Vers une mode plus inclusive et adaptée
L’histoire des tailles nous montre à quel point ce système, censé simplifier l’achat de vêtements, s’est complexifié au fil du temps. De la confection sur mesure aux tailles standardisées fondées sur des données biaisées, en passant par le « vanity sizing » et la mondialisation, il n’est pas étonnant que tant de femmes aient aujourd’hui du mal à se reconnaître dans les grandeurs disponibles sur le marché.
Face à cette incohérence généralisée, les consommatrices n’ont d’autres choix que d’essayer en magasin ou de bien connaitre leurs mensurations et regarder les chartes de grandeurs des différentes marques avant d’acheter en ligne.
Pour savoir Comment prendre ses mensurations, consultez cet article.
Mais du côté des entreprises, plusieurs pistes s’ouvrent pour l’avenir : certaines marques misent sur la technologie (scan corporel, essayage virtuel, intelligence artificielle) pour mieux orienter les consommatrices vers des vêtements adaptés.
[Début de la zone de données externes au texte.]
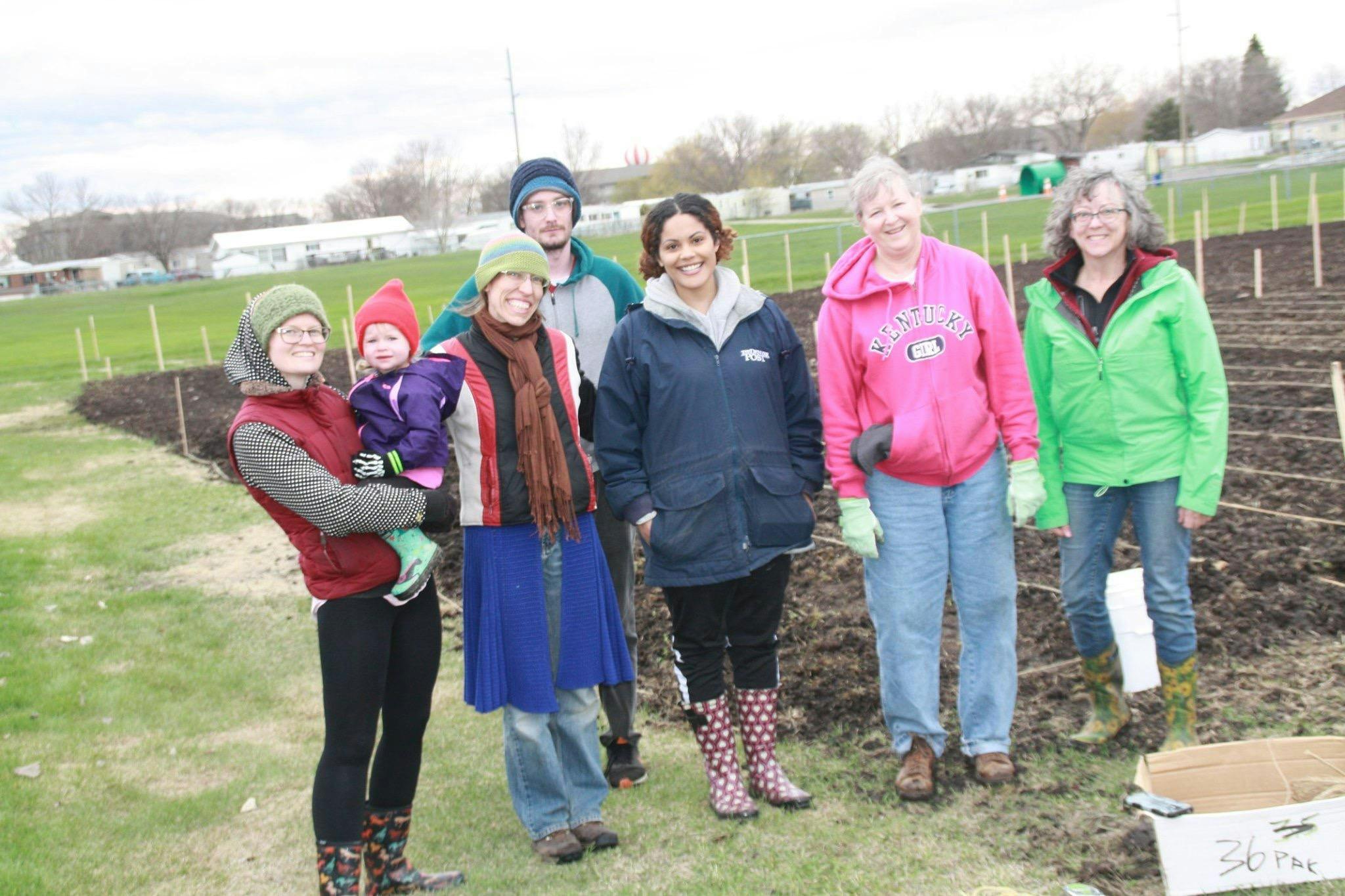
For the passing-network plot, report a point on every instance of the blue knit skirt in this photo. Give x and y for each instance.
(506, 651)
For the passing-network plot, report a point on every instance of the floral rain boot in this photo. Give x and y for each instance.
(386, 870)
(417, 555)
(338, 868)
(713, 729)
(1110, 712)
(758, 716)
(1179, 704)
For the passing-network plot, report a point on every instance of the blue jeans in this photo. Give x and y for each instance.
(1164, 551)
(929, 534)
(552, 759)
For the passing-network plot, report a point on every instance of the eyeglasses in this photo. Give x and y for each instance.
(564, 203)
(519, 277)
(1105, 215)
(292, 336)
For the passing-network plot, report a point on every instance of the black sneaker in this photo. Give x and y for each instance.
(623, 763)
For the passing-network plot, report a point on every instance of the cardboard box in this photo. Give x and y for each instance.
(1246, 829)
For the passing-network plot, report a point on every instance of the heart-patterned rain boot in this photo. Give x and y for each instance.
(758, 716)
(713, 729)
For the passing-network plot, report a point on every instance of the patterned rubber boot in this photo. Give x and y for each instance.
(417, 555)
(338, 868)
(713, 729)
(386, 870)
(1179, 704)
(758, 716)
(1110, 712)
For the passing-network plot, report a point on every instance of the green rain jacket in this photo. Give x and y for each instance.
(1146, 402)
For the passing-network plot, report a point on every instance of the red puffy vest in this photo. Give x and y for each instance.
(320, 422)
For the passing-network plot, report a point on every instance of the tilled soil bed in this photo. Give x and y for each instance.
(1261, 582)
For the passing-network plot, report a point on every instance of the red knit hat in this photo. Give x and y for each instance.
(389, 305)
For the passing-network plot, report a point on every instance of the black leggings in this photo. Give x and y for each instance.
(376, 657)
(743, 616)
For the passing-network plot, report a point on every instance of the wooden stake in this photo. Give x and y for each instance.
(1338, 391)
(84, 366)
(182, 416)
(1317, 240)
(1274, 202)
(159, 349)
(350, 351)
(1200, 255)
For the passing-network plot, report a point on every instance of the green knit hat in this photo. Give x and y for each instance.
(278, 304)
(512, 251)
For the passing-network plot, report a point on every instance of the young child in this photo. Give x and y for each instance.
(400, 410)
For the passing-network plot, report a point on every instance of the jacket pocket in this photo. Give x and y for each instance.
(692, 521)
(778, 513)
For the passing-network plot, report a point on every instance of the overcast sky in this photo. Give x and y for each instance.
(276, 100)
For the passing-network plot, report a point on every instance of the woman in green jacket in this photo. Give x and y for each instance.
(1133, 410)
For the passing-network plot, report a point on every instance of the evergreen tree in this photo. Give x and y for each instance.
(1164, 121)
(1264, 92)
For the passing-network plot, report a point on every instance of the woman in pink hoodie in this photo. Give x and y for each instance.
(925, 393)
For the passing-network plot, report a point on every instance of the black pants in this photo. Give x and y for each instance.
(377, 658)
(743, 616)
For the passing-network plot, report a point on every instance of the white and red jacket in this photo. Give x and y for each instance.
(939, 358)
(491, 486)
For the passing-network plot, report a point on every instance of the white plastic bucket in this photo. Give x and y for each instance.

D’autres, comme Selfmade Society, reviennent à l’essence même de la mode : créer des vêtements qui s’ajustent aux corps réels, un ajustement à la fois, pour rendre le processus plus humain.
Ce retour au sur-mesure ne vise pas seulement un ajustement parfait : il célèbre aussi la diversité des silhouettes, des goûts et des besoins uniques de chaque femme. Et dans un monde où le prêt-à-porter et la fast fashion tentent encore de faire entrer les corps dans des cases trop étroites, c’est peut-être là que se trouve la véritable innovation.